U.S. Energy News

Protesters ridicule Trump team for promoting fossil fuels at climate talks

CLIMATE: A Trump administration presentation in support of fossil fuels and nuclear energy is delayed and mocked by demonstrators at a U.N. climate conference in Germany. (New York Times)

• Evidence is mounting that a controversial Department of Energy proposal to subsidize coal and nuclear plants was taken from an industry playbook, with coal company CEO Robert Murray wielding particular influence. (Greentech Media)
• Attendees of an “America first” energy conference in Houston say the Trump administration hasn’t done enough to reverse federal climate policies and regulations. (Washington Post)

ADVOCACY: Inspired by actions in Portland, towns in the Pacific Northwest are trying to adopt zoning codes that prohibit the construction of new fossil fuel infrastructure. (ThinkProgress)

• By integrating battery storage into its business strategy, Sunrun is one of the few residential solar installers that’s both expanding and turning a profit. (Greentech Media)
• A power company is using solar power to help maintain steady voltage to more than a dozen rural farm and ranching customers in Idaho. (Associated Press)
• A Virginia-based charity and other groups are working to bring solar power to hurricane-ravaged areas of the Caribbean in a venture called Solar Saves Lives. (Associated Press)
• Schools in Minnesota are increasingly investing in solar energy by installing arrays owned by third parties or subscribing to community solar gardens. (Midwest Energy News)

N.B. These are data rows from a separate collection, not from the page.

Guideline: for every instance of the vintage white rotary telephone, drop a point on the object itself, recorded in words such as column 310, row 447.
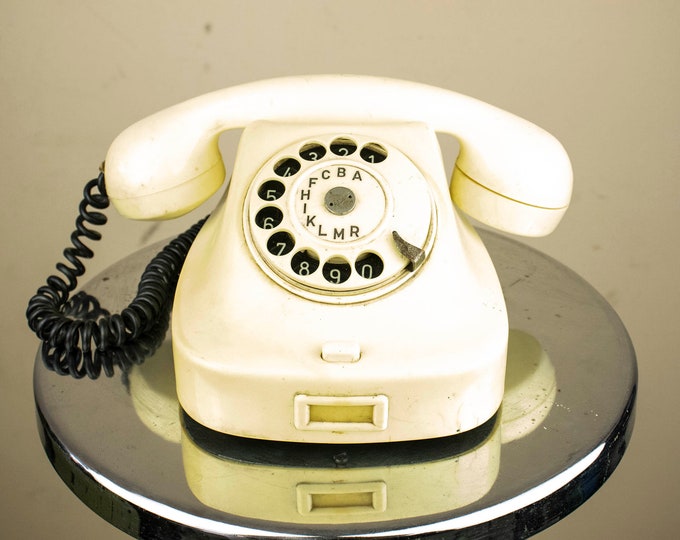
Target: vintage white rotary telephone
column 336, row 294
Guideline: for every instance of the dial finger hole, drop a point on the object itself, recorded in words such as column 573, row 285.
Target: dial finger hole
column 269, row 217
column 312, row 152
column 373, row 153
column 336, row 270
column 280, row 243
column 305, row 262
column 342, row 146
column 271, row 190
column 369, row 265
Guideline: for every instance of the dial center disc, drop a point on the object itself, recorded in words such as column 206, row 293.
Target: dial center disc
column 340, row 200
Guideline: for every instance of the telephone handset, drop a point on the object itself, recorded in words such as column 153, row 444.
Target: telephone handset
column 336, row 294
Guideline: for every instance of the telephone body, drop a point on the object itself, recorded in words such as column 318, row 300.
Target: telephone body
column 336, row 295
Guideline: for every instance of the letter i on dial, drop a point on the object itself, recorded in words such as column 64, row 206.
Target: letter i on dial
column 338, row 217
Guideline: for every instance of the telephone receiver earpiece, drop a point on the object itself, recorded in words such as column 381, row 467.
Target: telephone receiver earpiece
column 510, row 174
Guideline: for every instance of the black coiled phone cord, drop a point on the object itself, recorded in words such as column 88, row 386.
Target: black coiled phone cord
column 79, row 337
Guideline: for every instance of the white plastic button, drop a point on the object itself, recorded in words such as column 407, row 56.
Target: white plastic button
column 341, row 351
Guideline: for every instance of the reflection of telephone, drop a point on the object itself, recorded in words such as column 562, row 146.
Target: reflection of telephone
column 336, row 295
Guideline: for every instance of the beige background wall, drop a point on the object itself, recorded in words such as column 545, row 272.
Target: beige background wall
column 603, row 76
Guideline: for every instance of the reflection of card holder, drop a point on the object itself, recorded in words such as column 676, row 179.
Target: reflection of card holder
column 329, row 484
column 336, row 484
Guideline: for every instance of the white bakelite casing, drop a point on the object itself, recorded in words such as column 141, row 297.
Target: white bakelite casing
column 347, row 301
column 260, row 355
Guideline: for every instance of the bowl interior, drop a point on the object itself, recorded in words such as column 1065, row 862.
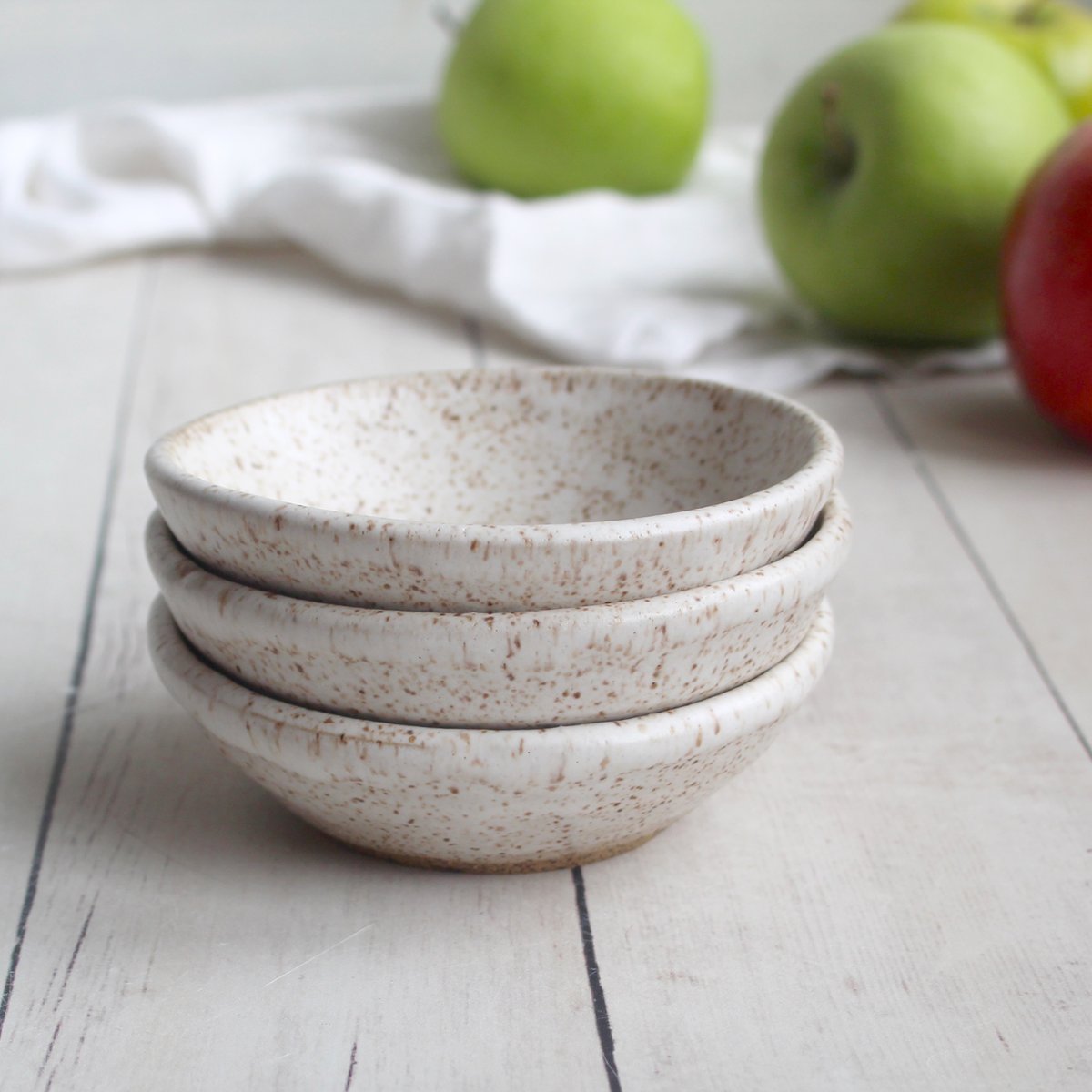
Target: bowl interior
column 535, row 447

WIND: Colorado’s wind industry is nervous about pending projects totaling $1.1 billion, as the House and Senate debate over whether to alter renewable energy tax credits. (Denver Post)

TECHNOLOGY: A Danish wind systems developer wants to pair batteries with individual turbines to reduce power fluctuations, which could prove useful in the U.S. (Greentech Media)

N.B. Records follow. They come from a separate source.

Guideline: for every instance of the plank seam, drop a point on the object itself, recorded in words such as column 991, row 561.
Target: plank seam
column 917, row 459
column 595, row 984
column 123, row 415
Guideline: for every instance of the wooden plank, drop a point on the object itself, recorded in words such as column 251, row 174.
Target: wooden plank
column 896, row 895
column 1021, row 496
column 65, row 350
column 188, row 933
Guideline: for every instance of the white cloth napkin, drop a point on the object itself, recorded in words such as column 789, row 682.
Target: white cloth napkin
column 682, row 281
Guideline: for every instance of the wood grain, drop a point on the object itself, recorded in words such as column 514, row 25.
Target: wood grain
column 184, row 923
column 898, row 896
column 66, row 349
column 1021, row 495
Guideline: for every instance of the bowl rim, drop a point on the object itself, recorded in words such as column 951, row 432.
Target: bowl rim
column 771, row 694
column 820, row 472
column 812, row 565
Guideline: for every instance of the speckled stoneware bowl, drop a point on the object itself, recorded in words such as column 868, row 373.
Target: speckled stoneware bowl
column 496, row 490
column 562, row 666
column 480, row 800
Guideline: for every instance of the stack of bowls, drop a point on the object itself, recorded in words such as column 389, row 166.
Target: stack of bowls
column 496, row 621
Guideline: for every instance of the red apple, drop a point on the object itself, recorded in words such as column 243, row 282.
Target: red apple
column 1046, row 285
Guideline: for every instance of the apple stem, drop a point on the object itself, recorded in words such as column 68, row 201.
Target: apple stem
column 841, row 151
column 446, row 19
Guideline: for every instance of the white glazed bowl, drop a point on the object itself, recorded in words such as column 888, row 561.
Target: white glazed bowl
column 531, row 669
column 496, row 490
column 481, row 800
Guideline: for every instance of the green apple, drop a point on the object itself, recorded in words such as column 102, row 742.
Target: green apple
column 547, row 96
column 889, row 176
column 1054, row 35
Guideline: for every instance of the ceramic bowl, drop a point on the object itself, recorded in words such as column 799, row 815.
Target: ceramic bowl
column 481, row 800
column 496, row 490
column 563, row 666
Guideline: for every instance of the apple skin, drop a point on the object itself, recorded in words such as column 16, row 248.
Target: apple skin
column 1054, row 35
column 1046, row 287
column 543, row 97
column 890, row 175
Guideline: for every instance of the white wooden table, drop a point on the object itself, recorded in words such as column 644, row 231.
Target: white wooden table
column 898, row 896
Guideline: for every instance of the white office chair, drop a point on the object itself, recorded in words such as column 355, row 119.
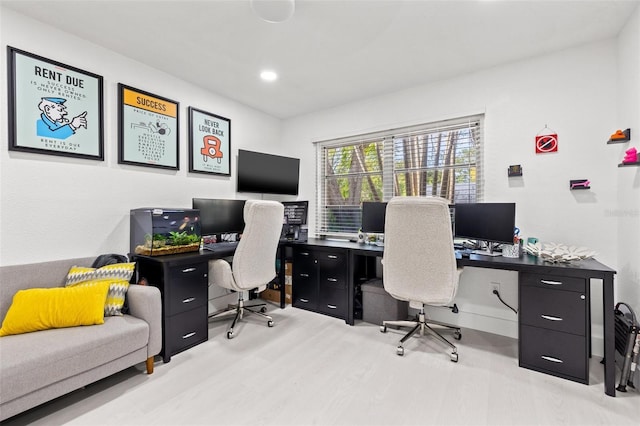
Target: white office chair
column 419, row 263
column 253, row 264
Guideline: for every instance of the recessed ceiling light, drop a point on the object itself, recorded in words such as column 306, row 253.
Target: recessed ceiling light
column 273, row 11
column 268, row 75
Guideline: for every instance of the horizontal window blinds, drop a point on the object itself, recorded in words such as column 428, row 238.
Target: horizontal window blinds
column 441, row 159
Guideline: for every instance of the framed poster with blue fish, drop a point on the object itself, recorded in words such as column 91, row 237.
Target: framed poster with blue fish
column 54, row 108
column 147, row 129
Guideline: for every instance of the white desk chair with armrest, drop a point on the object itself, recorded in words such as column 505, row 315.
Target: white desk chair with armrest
column 254, row 260
column 419, row 263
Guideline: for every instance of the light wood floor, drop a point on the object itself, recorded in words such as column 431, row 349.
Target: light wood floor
column 315, row 370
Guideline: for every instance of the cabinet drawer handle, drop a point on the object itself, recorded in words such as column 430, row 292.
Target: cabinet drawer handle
column 550, row 318
column 549, row 282
column 552, row 359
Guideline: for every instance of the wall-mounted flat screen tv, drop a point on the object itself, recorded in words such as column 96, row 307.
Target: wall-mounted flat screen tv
column 267, row 173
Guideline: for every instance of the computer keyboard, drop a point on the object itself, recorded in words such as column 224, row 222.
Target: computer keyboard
column 221, row 246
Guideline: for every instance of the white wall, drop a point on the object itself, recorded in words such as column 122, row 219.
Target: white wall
column 57, row 207
column 627, row 212
column 628, row 209
column 570, row 92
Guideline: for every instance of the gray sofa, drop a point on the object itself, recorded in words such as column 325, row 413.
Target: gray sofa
column 40, row 366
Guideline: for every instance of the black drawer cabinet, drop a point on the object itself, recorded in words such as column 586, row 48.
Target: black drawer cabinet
column 182, row 280
column 320, row 280
column 554, row 325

MICROGRIDS: A professor at the University of Pittsburgh wants to develop a network of wind- and solar-powered microgrids throughout the city. (NPR)

ELECTRIC VEHICLES: Workers file another class-action lawsuit against Tesla, saying the company ignored complaints of racial slurs in the workplace. (Reuters)

POLLUTION: A woman is suing the city of Colorado Springs for allegedly damaging her reputation after she spoke to the media about pollution from a city-owned power plant. (Associated Press)

COAL ASH: Emails and other documents show officials at Duke Energy edited reports related to the impact of coal ash ponds on groundwater, though Duke says inaccurate conclusions are being made. (WBTV)

• Enbridge releases a report on coating gaps on the Line 5 pipeline beneath the Straits of Mackinac, which Gov. Rick Snyder calls “deeply concerning.” (MLive)
• InsideClimate News talks with former Standing Rock Sioux leader Dave Archambault about the tribe’s effort to stop the Dakota Access Pipeline.

GRID: Illinois ranks second in the country in a national assessment of how states are modernizing their electricity transmission and distribution systems. (Midwest Energy News)

• Most Americans strongly support the Paris climate agreement, and President Trump’s actions have galvanized state and local leaders to take bold actions to combat global warming, says the governor of California and former mayor of New York. (New York Times) 
• There is overwhelming evidence that natural gas has no climate benefits, and potent methane leaks could make climate change worse, says a writer for ThinkProgress.